My biggest pet peeve is when people impose on me to show happiness of excitement. There are subtle ways and not-so-subtle ways. No-so-subtly, people will ask me occasionally if I'm ok, why I'm not not smiling, why I'm not happy, why I look so sad, etc. Most of the time I'm actually just calm and reflecting on things which makes the inquiry not only imposing, but offensive, as if to say there's something wrong with not talking or not engaging. Fuck off. Even if I was sad, there are better ways to get a person to open up than to "accuse" them of violating social norms.
Then of course there are the less obvious ways people demand artificiality:
Validation requests. There people Some people will leave clues for you to validate them and show you how much you appreciate them. Even if you're not feeling it, their hints force you to seek or feign feelings that aren't necessarily there. These people lack a strong, stable self-image and need the validation of others to rid them of feelings of worthlessness.
The "yay!!!!" and other tools. Watch a group of people when one of them starts to yay!, and the rest will start yay!ing with them. Yay!ing is a way of forcing others to mirror one's level of fake enthusiasm and return it. A failure to respond with another yay is often taken as a social rejection. Yay!ing, of course, is only one way people force energy levels to go up.
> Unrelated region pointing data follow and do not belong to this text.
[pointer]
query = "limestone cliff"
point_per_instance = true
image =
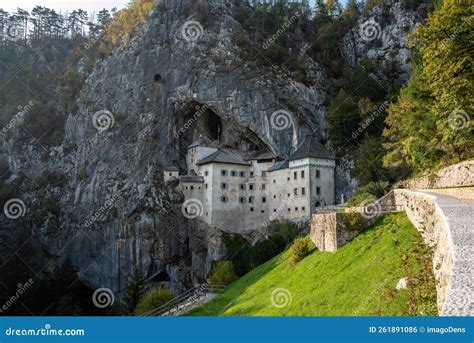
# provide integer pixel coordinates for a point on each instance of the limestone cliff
(111, 207)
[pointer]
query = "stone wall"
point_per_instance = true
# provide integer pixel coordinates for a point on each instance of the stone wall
(457, 175)
(446, 226)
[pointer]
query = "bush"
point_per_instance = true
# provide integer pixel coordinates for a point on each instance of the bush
(352, 221)
(299, 249)
(222, 274)
(245, 257)
(152, 300)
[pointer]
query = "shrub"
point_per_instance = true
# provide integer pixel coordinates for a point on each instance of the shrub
(299, 249)
(152, 300)
(222, 274)
(352, 221)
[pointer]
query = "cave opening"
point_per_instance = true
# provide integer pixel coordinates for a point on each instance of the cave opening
(161, 280)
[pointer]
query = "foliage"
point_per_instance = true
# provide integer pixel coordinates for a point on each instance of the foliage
(299, 249)
(430, 124)
(352, 221)
(134, 292)
(245, 257)
(126, 23)
(152, 300)
(222, 273)
(358, 279)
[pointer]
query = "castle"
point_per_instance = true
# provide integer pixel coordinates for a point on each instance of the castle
(243, 191)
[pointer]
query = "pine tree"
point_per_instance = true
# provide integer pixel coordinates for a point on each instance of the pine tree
(134, 292)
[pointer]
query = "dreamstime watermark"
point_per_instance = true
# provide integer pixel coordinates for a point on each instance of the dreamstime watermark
(365, 123)
(370, 30)
(277, 212)
(200, 110)
(281, 120)
(192, 208)
(13, 299)
(103, 297)
(458, 120)
(103, 120)
(192, 30)
(286, 25)
(46, 331)
(281, 297)
(18, 117)
(102, 210)
(14, 208)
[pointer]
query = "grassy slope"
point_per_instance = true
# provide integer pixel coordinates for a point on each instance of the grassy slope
(359, 279)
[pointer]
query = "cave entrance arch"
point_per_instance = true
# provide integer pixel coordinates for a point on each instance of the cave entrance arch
(161, 280)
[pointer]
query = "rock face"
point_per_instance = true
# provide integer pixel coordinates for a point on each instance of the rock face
(99, 198)
(381, 36)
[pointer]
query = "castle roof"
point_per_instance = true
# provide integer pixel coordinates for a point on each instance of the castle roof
(201, 140)
(230, 156)
(279, 165)
(189, 178)
(259, 155)
(312, 148)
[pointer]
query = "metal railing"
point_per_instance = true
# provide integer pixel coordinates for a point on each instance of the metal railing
(183, 299)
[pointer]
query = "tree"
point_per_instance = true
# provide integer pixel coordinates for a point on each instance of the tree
(134, 292)
(430, 125)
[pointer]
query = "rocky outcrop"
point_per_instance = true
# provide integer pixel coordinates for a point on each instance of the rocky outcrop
(381, 36)
(99, 200)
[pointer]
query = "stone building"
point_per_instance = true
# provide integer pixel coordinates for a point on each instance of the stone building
(243, 191)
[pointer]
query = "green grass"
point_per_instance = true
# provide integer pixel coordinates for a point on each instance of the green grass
(358, 279)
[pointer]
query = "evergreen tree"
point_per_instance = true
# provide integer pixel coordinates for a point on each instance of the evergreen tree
(134, 292)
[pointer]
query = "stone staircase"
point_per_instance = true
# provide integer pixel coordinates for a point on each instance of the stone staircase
(187, 301)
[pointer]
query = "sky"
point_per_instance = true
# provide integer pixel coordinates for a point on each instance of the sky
(63, 5)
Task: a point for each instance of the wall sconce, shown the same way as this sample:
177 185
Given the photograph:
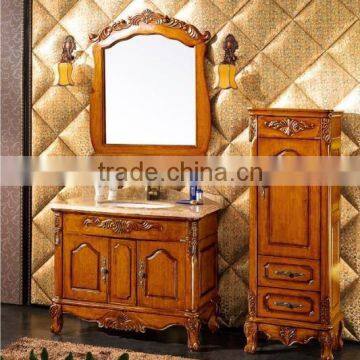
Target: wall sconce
65 66
227 67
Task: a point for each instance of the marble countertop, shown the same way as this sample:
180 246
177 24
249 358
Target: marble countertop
111 208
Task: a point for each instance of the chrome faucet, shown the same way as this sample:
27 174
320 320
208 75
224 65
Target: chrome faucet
152 192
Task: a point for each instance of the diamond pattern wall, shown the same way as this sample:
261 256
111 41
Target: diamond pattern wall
300 53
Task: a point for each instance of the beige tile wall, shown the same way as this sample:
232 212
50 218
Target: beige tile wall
293 53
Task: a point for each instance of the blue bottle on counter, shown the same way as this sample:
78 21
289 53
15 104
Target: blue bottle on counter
193 190
193 186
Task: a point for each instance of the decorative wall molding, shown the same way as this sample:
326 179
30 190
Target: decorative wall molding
122 226
150 17
289 126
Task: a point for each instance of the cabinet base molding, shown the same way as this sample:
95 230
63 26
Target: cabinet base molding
329 338
138 319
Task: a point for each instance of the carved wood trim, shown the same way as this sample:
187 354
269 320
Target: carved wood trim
252 127
58 228
252 304
123 226
56 316
193 326
192 238
149 17
325 311
288 335
289 126
326 130
121 320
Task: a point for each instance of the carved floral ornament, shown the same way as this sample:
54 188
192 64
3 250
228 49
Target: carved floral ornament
289 126
122 226
149 17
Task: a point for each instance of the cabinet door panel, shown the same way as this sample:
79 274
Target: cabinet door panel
161 274
123 272
84 256
289 216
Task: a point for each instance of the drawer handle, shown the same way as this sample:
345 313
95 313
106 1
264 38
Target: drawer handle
288 305
141 274
289 274
104 270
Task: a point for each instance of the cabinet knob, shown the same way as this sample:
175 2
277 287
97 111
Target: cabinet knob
288 305
104 270
141 274
289 274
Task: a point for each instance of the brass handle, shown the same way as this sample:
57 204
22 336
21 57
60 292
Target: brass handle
288 305
141 274
263 190
289 274
104 270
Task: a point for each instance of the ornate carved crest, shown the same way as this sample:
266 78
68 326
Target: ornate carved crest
325 311
287 335
120 320
252 304
122 226
252 127
326 130
58 228
289 126
230 46
150 17
192 238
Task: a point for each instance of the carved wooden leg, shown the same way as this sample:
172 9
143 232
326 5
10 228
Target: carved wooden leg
213 322
193 326
326 341
337 341
250 330
56 316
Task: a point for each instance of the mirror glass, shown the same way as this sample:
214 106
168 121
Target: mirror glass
150 92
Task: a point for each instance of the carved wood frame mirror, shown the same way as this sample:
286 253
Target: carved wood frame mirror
149 23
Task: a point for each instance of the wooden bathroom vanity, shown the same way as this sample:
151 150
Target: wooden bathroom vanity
132 269
294 287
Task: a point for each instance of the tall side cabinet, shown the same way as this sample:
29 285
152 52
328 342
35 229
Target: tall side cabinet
294 289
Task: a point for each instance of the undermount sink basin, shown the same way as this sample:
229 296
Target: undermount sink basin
143 205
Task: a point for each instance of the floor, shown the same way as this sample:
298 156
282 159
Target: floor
33 321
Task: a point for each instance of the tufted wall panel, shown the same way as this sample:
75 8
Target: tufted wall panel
300 53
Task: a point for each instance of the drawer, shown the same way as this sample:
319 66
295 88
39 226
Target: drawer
289 273
288 127
288 304
132 228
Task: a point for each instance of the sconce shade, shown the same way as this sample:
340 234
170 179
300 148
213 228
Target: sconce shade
65 73
227 76
227 68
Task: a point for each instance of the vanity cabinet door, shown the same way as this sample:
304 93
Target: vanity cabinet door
123 272
289 216
161 274
85 267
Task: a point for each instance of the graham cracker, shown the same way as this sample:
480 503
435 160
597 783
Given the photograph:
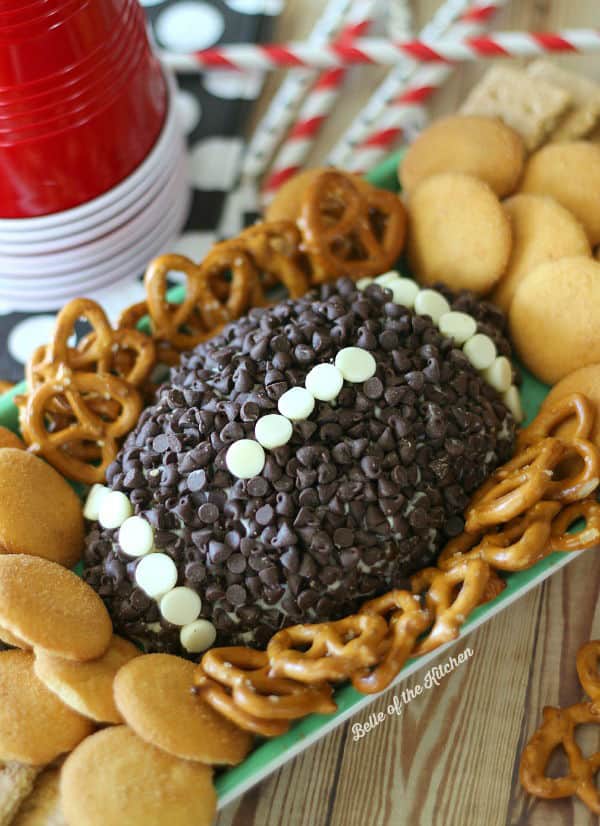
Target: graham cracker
531 106
585 96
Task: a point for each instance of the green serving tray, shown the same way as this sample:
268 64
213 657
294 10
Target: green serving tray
272 754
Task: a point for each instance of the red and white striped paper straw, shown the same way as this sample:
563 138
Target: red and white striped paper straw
382 52
399 113
315 109
367 120
280 114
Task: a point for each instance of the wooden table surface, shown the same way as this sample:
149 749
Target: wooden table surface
451 758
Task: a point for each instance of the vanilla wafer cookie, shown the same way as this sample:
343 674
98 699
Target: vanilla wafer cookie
16 784
42 807
115 778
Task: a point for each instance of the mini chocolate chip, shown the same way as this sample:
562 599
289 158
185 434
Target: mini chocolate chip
265 515
373 388
208 513
236 564
257 486
343 537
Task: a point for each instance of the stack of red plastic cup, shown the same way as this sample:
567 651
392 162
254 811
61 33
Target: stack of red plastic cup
93 179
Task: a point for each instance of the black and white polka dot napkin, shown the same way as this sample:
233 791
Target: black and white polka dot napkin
214 108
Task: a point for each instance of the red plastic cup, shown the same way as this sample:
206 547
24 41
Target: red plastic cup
95 113
62 35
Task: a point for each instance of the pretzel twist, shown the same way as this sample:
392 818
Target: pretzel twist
335 649
450 610
350 228
549 419
518 545
246 673
516 486
407 622
558 729
219 698
85 427
561 540
275 249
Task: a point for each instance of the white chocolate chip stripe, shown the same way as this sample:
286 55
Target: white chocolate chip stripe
155 573
246 458
478 348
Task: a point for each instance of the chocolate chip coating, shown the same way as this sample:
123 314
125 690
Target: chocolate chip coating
367 490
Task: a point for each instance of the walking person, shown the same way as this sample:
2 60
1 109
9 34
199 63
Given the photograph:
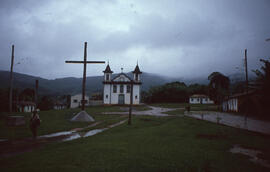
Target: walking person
34 123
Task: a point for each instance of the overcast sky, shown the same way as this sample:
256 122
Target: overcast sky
178 38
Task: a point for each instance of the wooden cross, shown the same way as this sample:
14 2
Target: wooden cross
84 71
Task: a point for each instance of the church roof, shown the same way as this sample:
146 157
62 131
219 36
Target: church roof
137 70
120 75
108 69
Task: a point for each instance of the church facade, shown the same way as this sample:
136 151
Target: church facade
118 90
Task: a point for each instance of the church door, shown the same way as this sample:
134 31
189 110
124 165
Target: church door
121 99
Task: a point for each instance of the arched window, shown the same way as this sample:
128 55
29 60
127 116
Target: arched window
121 88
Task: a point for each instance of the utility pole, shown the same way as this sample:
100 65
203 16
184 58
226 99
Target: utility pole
246 69
130 103
11 80
36 95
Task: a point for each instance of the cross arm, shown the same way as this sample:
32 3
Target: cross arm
68 61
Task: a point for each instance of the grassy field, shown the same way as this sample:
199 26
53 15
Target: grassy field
193 107
149 144
58 120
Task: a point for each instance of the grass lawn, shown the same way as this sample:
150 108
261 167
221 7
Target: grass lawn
149 144
58 120
193 107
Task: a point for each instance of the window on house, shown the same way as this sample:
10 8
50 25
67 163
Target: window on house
114 88
121 88
128 88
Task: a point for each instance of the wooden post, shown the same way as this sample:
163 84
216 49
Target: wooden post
36 95
130 103
11 80
84 75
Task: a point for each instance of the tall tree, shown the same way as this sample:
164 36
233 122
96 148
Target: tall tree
263 84
218 86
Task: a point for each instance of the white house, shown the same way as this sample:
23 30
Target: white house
26 106
237 102
200 99
118 89
76 101
59 105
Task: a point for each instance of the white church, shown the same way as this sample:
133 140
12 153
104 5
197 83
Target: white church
117 90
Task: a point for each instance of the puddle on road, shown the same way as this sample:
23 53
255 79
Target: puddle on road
72 135
253 154
57 134
93 132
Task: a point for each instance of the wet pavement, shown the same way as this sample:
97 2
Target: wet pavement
155 111
252 154
232 120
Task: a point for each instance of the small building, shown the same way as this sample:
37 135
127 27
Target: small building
200 99
239 102
59 105
26 106
117 90
76 101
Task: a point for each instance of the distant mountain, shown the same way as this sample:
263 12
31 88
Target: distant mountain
71 85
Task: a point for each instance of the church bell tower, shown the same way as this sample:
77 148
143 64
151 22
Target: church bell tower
136 74
108 74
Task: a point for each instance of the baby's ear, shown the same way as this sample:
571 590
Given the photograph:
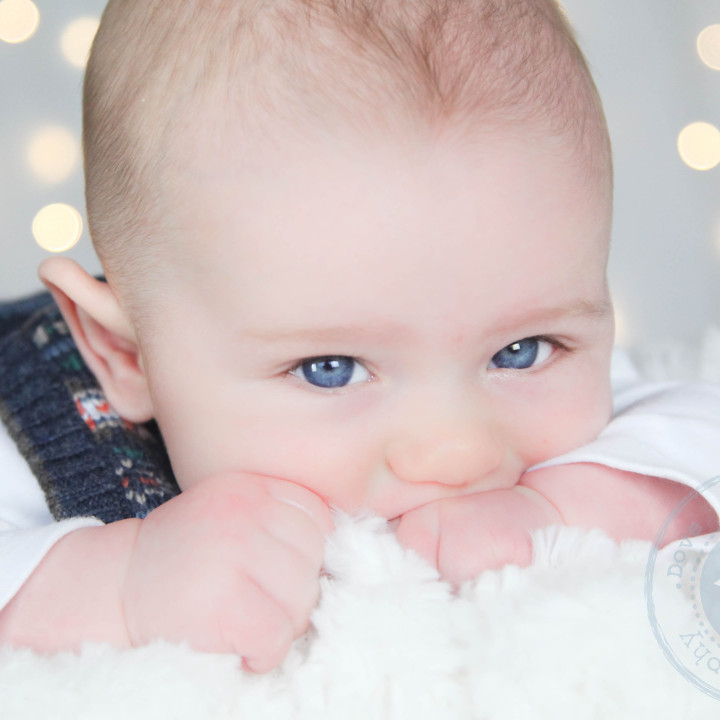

Another way is through constant, stentorian laughter, post-joke glaring that force the listener to laugh, or even blasting techno music all day. These folks can't tolerate quiet and calm environments and need to pump the atmosphere with "positivity," even if it's contrived.
It's interesting to see how people who are more dominant tend to reject these demands to approval or excitement, while submissives accede to these requests. I personally can't tolerate this (even when I make my own requests for validation), and think it's a great introvert-marker. It drains me like nothing else.